Welcome back to my Home Movies! This week, we have a handful of very different films competing for top honors. Today, you can pick up the charming iMordecai, the demented Infinity Pool, and the Bill Nighy acting showcase Living. There’s also a top notch Criterion Collection release. What came out on top? Read on to find out…
Joey’s Top Pick
Bill Nighy got a Best Actor nomination at the Oscars for his work in Living, and once you see it, you’ll understand why. He’s phenomenal and understated in the best way. I spoke to Nighy here about the performance (as well as costume designer Sandy Powell here), so definitely give my chat with him a look. Plus, out of the Toronto International Film Festival, this here is some of what I had to say about the movie itself:
For a full nine months, Living and I were playing film festival phone tag. First, it debuted at the Sundance Film Festival back in January. More recently, the movie played at both the Telluride Film Festival and the Toronto International Film Festival. TIFF is where it finally happened for me, and to be sure, the lead performance is worth all of the praise given to it in 2022. That aspect is so on point, the slow nature of the rest of the flick is more than forgivable. Playing at Toronto, it’s an adequate enough character study, but one with the character in question going above and beyond.

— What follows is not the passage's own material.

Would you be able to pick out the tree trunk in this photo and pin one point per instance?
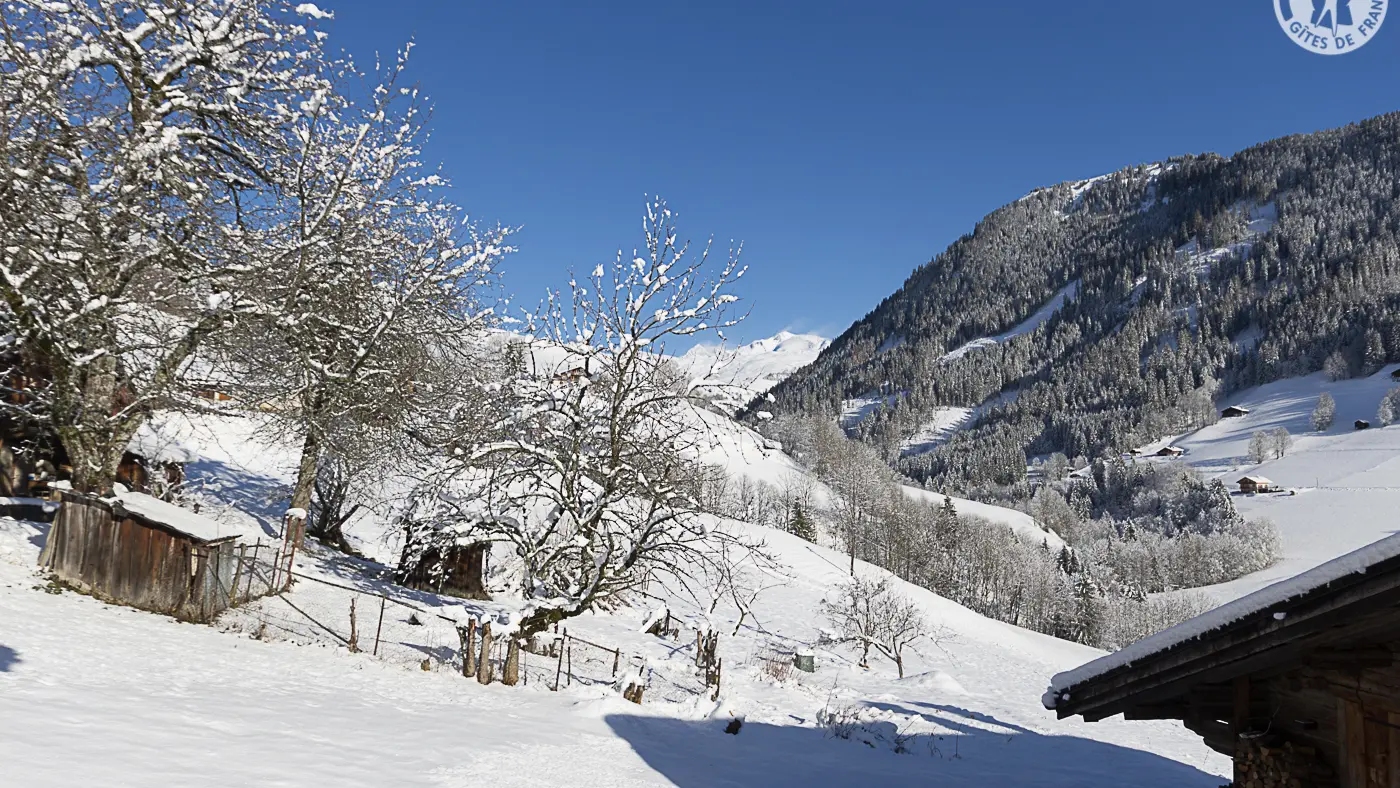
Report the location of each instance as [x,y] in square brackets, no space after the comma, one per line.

Living is the Bill Nighy show. He’s doing a ton here, while also keeping it incredibly subtle. Nighy is completely on point with the tone of the film, which asks you to have a lot of patience. Those willing to put in the time with this movie will have that investment rewarded, but it’s certainly a work that lives and dies with its leading man turn.
Also Available This Week
One Fine Morning
Turn Every Page: The Adventures of Robert Caro and Robert Gottlieb
The Fisher King
From The Criterion Collection: “A fairy tale grounded in poignant reality, Terry Gilliam’s magnificent, Manhattan-set The Fisher King features Jeff Bridges and Robin Williams in two of their most brilliant roles. Bridges plays a former radio shock jock reconstructing his life after a scandal, and Williams a homeless man on a quest for the Holy Grail—which he believes to be hidden somewhere on the Upper East Side. Unknowingly linked by their pasts, the two men aid each other on a fanciful journey toward their own humanity. This singular American odyssey features a witty script by Richard LaGravenese, evocative cinematography by Roger Pratt, and superb supporting performances by Amanda Plummer and an Oscar-winning Mercedes Ruehl, all harnessed by Gilliam into a compassionate, funny modern-day myth.”